Of the trip to Vietnam —Nguyen’s gift — Martinson said his plans include returning to the place where he sustained the physical and emotional scars he now bears. After the ceremony where he received his dog tag, Martinson posted this message on Facebook expressing his hopes for that day.
“I believe my journey will come full circle when I once again stand on hill 861N in Khe Sanh. I feel that it is the only place where I can honor my brothers that gave their lives and their blood on that day. My trip to Vietnam is supposed to take place in June. I am going to everything in my power to be there on June 4, the anniversary date.
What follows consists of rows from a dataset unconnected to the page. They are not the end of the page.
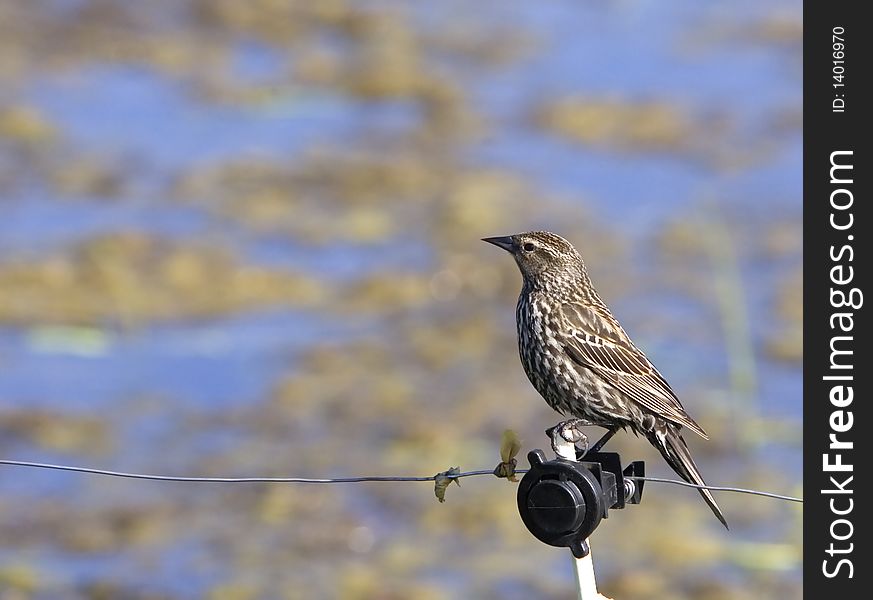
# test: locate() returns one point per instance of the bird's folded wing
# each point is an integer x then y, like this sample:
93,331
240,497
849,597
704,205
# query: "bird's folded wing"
594,339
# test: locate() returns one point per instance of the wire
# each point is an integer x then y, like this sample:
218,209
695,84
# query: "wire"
36,465
21,463
716,488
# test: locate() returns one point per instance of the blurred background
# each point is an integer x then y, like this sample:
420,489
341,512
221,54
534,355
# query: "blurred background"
242,238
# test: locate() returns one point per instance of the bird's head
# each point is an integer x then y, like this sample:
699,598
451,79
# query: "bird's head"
541,256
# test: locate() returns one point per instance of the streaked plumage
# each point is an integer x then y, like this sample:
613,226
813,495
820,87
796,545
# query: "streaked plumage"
581,360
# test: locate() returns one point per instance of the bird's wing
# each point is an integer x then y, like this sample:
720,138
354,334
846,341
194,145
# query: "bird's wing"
593,338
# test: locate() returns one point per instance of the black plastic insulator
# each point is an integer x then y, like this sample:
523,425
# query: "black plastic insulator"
562,502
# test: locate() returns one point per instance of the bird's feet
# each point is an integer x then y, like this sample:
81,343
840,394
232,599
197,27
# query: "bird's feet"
566,436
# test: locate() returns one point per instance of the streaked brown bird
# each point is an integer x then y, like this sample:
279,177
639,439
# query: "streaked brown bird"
581,360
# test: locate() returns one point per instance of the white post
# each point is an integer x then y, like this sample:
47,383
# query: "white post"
586,586
564,438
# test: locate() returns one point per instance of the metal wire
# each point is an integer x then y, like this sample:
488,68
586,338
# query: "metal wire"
36,465
716,488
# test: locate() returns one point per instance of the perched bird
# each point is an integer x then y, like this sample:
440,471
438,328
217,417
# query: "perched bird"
579,358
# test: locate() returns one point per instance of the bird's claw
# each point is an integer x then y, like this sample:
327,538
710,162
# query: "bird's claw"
566,436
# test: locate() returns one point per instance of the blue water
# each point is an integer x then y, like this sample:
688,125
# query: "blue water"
158,128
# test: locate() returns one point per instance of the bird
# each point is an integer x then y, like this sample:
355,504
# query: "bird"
583,363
Maybe then after some serious crying and praying I can shed some of the guilt that I carry with me every day and find some peace.”
Martinson has written a book, After the Rush, about his experiences in Vietnam and the struggles he and many veterans face when they return from battle. He has sent the manuscript to a publisher and expects the book to come out this fall. He is now writing a second book in which he will tell the story of the return of his dog tag. That book will be completed after his visit to Vietnam.